ECLI:NL:RBDHA:2014:7245
Rechtbank Den Haag
- Eerste aanleg - enkelvoudig
- Rechtspraak.nl
Beslissing over voorlopige voorzieningen in asielzaak van Somalische zeepiraten
Op 13 juni 2014 heeft de voorzieningenrechter van de Rechtbank Den Haag uitspraak gedaan in een zaak waarbij drie veroordeelde Somalische zeepiraten hun beroep tegen een afgewezen asielaanvraag in Nederland mochten afwachten. De zaak betreft de verzoeken om voorlopige voorzieningen geregistreerd onder de nummers AWB 14/12580 en AWB 14/13310. De vreemdelingenrechter oordeelde dat de verzoekers, die dreigden op 29 juni 2014 uit Nederland te worden verwijderd, spoedeisend belang hadden bij het treffen van een voorlopige voorziening.
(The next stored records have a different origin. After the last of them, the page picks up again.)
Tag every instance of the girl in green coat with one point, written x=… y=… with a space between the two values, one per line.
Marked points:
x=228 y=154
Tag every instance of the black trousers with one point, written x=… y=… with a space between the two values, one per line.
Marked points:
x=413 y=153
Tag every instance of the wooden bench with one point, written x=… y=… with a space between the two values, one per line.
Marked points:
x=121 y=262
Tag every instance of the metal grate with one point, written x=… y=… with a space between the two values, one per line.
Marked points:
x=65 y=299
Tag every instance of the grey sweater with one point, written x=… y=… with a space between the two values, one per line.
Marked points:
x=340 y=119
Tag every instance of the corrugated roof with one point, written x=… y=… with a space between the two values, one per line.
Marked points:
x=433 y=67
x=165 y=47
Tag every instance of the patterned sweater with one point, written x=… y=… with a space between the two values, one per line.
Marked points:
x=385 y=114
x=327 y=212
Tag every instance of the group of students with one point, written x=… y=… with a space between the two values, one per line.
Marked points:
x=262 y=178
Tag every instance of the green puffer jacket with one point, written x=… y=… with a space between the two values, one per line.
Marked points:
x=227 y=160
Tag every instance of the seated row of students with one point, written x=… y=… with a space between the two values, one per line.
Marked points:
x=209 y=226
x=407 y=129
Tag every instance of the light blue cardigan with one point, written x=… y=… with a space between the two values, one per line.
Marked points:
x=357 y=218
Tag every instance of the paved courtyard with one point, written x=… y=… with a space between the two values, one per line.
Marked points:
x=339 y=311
De voorzieningenrechter stelde vast dat de verzoekers een reëel risico lopen op schending van artikel 3 van het Europees Verdrag voor de Rechten van de Mens (EVRM) bij terugkeer naar Somalië, vooral gezien hun strafrechtelijke verleden en de intentie van de Nederlandse autoriteiten om deze informatie te delen met de Somalische autoriteiten.
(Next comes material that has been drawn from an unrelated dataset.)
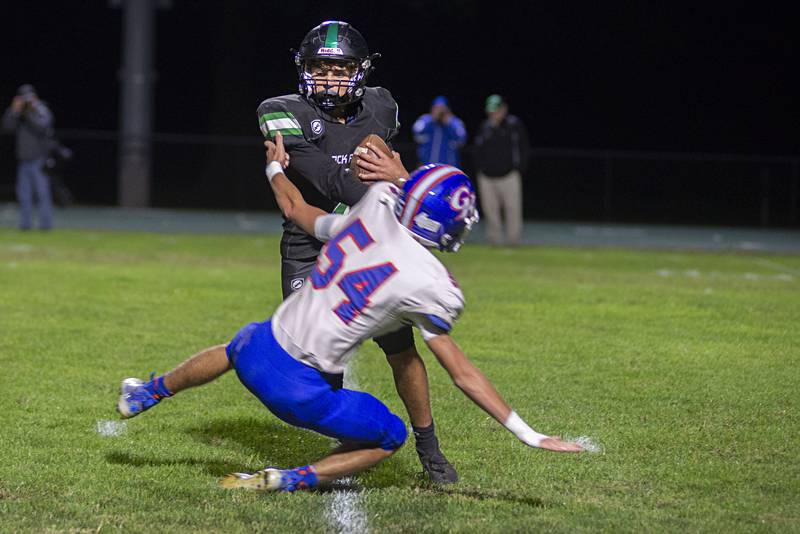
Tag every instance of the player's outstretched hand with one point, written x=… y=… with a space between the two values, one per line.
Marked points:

De voorzieningenrechter oordeelde dat het niet treffen van de verzochte voorziening zou leiden tot onomkeerbare gevolgen voor de verzoekers, aangezien de rechtbank nog geen uitspraak had gedaan in de beroepszaak. De voorzieningenrechter benadrukte dat de afwijzing van de asielaanvraag en het opgelegde inreisverbod niet zonder rechterlijke toetsing konden plaatsvinden. Daarom werd het besluit van de Staatssecretaris van Veiligheid en Justitie geschorst totdat er een beslissing op het beroep zou zijn genomen. Tevens werd de Staatssecretaris veroordeeld in de proceskosten van de verzoekers, vastgesteld op € 974,-.
In een tweede verzoek om vrijstelling van het griffierecht, dat ook op 13 juni 2014 werd behandeld, oordeelde de voorzieningenrechter dat de verplichting tot het betalen van het griffierecht een wezenlijke inbreuk vormde op het recht op toegang tot de rechter, en verleende hij de verzoeker vrijstelling van het griffierecht. Het verzoek om een voorlopige voorziening geregistreerd onder AWB 14/13310 werd afgewezen, omdat de verzoeker geen belang meer had bij deze beoordeling, gezien de eerder toegewezen voorlopige voorziening.